Une subdivision intitulée « Lifestyle » apparaît une seule fois dans le chapitre 6 traitant des débuts du peuplement permanent sous le titre « The Pioneer Settlers ». L’auteur ne définit pas explicitement ce concept, mais plutôt de façon indirecte en se référant d’une part au double habitat d’été (dans un poste de pêche près des côtes) et d’hiver (dans un lieu protégé des intempéries au fond d’une baie ou dans l’embouchure d’une rivière) et au cycle saisonnier d’activités comme la pêche au loup-marin avec des filets en hiver et au printemps, la pêche à la morue et autres poissons en été, la cueillette de petits fruits à la fin de l’été, le piégeage des animaux à fourrure en automne, de même que l’utilisation du cométique (traîneau à chiens) en hiver. Ce sont les fondements de la sous-culture de la Basse-Côte-Nord davantage apparentée à celle des Terre-Neuviens qu’à celle des autres sous-régions de la Côte-Nord dont j’ai traité dans plusieurs textes.

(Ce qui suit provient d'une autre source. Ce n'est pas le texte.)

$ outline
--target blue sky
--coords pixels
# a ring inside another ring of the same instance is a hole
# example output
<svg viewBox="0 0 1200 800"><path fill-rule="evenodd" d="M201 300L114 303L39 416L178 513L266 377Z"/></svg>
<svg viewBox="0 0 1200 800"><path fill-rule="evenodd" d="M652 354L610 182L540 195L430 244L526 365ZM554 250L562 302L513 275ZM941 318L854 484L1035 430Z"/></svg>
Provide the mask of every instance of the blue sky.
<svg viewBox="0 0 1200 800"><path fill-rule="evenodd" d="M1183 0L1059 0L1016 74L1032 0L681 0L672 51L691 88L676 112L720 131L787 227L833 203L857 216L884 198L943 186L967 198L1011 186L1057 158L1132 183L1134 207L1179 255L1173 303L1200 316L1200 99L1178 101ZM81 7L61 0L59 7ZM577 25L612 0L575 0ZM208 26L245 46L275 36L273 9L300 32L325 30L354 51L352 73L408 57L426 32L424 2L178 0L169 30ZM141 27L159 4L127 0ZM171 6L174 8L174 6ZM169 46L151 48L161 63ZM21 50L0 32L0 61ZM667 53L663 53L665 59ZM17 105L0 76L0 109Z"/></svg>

Tous ces chapitres sont de lecture agréable. La synthèse des informations réalisée par l’auteur est remarquable, bien qu’il semble en être à sa première publication. À travers l’exposé de ses données, l’auteur se fait parfois critique du travail de certains missionnaires – pour lesquels il semble avoir de l’admiration par ailleurs – et d’une entreprise familiale qui a exercé un certain monopole sur l’achat du poisson et le commerce de détail. Il relève aussi les rivalités et jalousies existant entre les différentes localités anglophones et francophones et le ressentiment des premiers envers le nationalisme québécois.

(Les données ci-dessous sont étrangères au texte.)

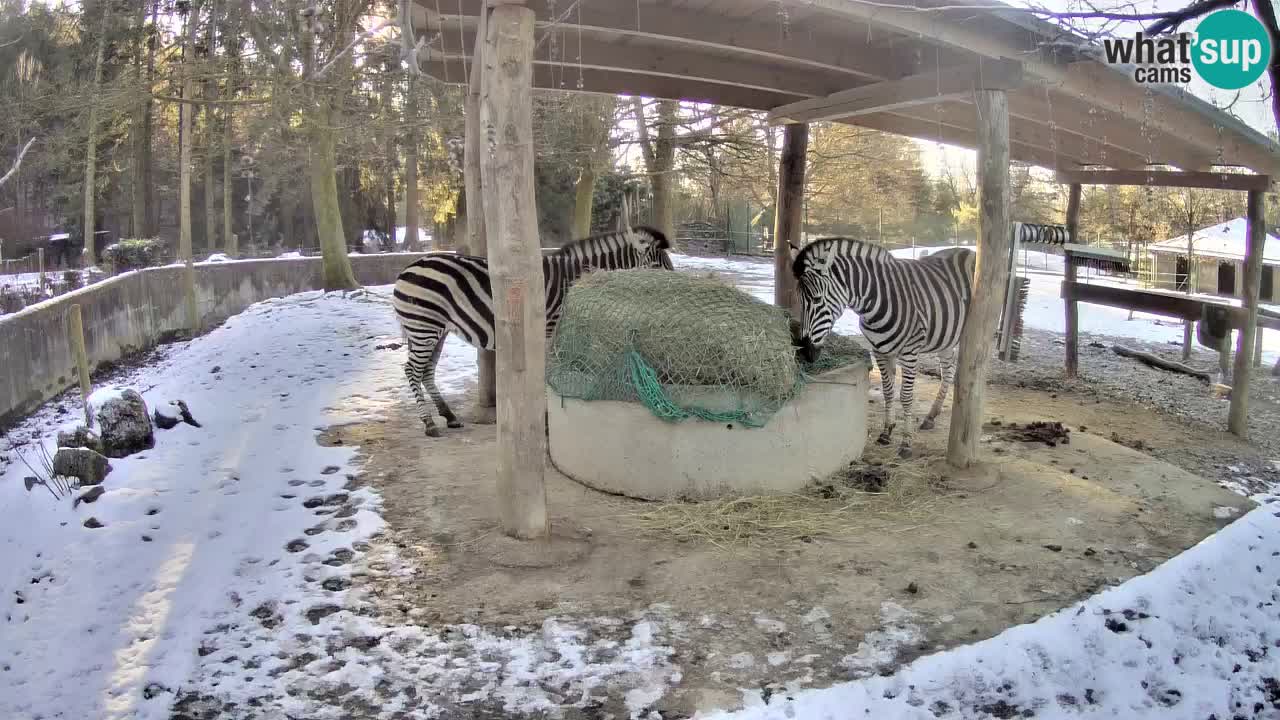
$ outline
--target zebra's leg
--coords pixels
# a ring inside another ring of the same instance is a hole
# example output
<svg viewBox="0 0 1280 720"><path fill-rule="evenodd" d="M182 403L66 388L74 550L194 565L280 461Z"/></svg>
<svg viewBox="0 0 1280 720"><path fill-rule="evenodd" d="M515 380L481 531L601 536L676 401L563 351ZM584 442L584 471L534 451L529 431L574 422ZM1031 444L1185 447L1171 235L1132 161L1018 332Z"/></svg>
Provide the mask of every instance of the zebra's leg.
<svg viewBox="0 0 1280 720"><path fill-rule="evenodd" d="M902 405L902 444L898 446L898 457L911 457L911 438L915 435L915 415L911 413L911 403L915 400L916 389L916 355L903 355L898 359L902 363L902 389L898 402Z"/></svg>
<svg viewBox="0 0 1280 720"><path fill-rule="evenodd" d="M932 430L934 419L942 414L942 404L947 401L947 391L951 389L951 381L956 375L955 348L938 353L938 370L941 376L938 396L933 399L933 407L929 408L929 414L924 417L924 422L920 423L921 430Z"/></svg>
<svg viewBox="0 0 1280 720"><path fill-rule="evenodd" d="M898 364L892 356L876 353L876 367L880 368L880 387L884 390L884 429L876 443L888 445L893 436L893 376L898 374Z"/></svg>
<svg viewBox="0 0 1280 720"><path fill-rule="evenodd" d="M409 388L413 390L413 399L418 405L418 417L426 428L427 437L440 437L440 428L436 427L435 421L431 419L431 408L427 406L427 398L422 392L423 373L428 367L435 369L432 360L437 355L436 348L440 346L439 338L435 336L427 336L423 339L410 338L408 343L409 360L404 364L404 376L409 379Z"/></svg>
<svg viewBox="0 0 1280 720"><path fill-rule="evenodd" d="M444 351L444 339L449 335L449 331L445 330L436 339L436 347L431 351L431 361L427 364L426 381L427 392L431 394L431 401L436 404L436 409L440 411L440 417L444 418L445 425L451 428L462 427L462 421L457 415L453 414L453 410L449 409L449 404L444 401L444 396L440 394L440 388L436 387L436 365L440 362L440 353Z"/></svg>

J’ai relevé dans le texte plusieurs erreurs d’écriture concernant des noms qui ne sont pas toujours des coquilles telles que « André Lavoie » au lieu de Napoléon Lavoie (p. 91) « Saint Lawrence Seaway Products » (p. 131-135) au lieu de Saint-Lawrence Sea Products et la façon de se référer à notre monographie sur Saint-Augustin (p. 189).

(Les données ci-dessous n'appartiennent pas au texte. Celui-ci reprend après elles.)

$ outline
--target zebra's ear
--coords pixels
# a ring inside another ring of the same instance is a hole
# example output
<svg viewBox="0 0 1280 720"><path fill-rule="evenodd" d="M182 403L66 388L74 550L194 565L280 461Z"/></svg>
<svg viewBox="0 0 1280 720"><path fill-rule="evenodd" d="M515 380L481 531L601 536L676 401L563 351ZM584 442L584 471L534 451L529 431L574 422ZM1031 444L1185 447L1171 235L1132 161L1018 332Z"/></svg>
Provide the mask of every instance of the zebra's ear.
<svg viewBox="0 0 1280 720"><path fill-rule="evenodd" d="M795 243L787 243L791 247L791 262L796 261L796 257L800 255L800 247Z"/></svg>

Finalement, la lecture du livre de Cléophas Belvin a ramené à mon esprit une constatation : celle de la non‑pertinence ou du non‑intérêt pour les auteurs anglophones des textes universitaires publiés en français, alors que cet auteur déplore dans sa préface le peu de travaux par des historiens sur « l’histoire et la culture de la région » (p. viii).